Thirteen is the unlucky number

Via the Globe and Mail, a Reuters story by Maggie Fox on the St. Jude's study: Bird flu not yet ready for prime time. Excerpt:

Researchers have found some of the changes that a flu virus needs to become a deadly epidemic strain, and noted the H5N1 avian influenza virus has so far made only a few of them.

They said Tuesday their study can help scientists watch for the mutations most likely to make H5N1 a global threat.

David Finkelstein of St. Jude Children's Research Hospital in Memphis, Tennessee, and colleagues looked at H5N1 virus samples from people who had been infected.

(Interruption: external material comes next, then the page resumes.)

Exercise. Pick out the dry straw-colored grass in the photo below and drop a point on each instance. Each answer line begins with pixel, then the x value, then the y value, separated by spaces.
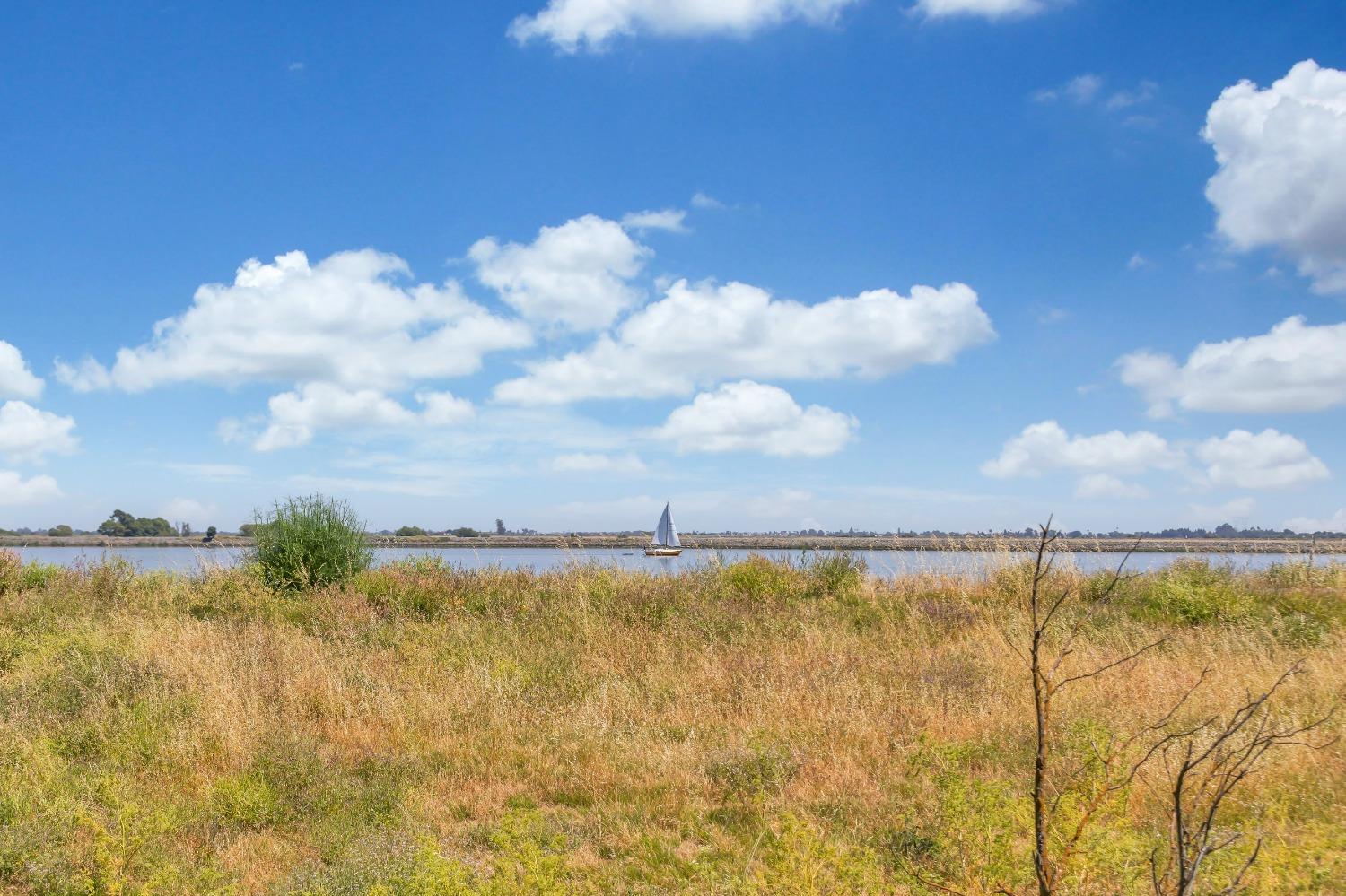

They found none were anywhere near as mutated as flu viruses that caused the three most recent pandemics, notably the 1918 "Spanish flu" that killed millions worldwide.

Writing in the Journal of Virology, Dr. Finkelstein's team said they identified 32 clear-cut changes in influenza viruses that differentiated a human flu from a bird flu.

Even when H5N1 viruses infected people, each one had made one or two of these changes at the most, Dr. Finkelstein said.

"We think they need to get to 13 to be truly dangerous," Dr. Finkelstein said in a telephone interview. "We never saw anything that approached the 13 that we saw in the Spanish flu."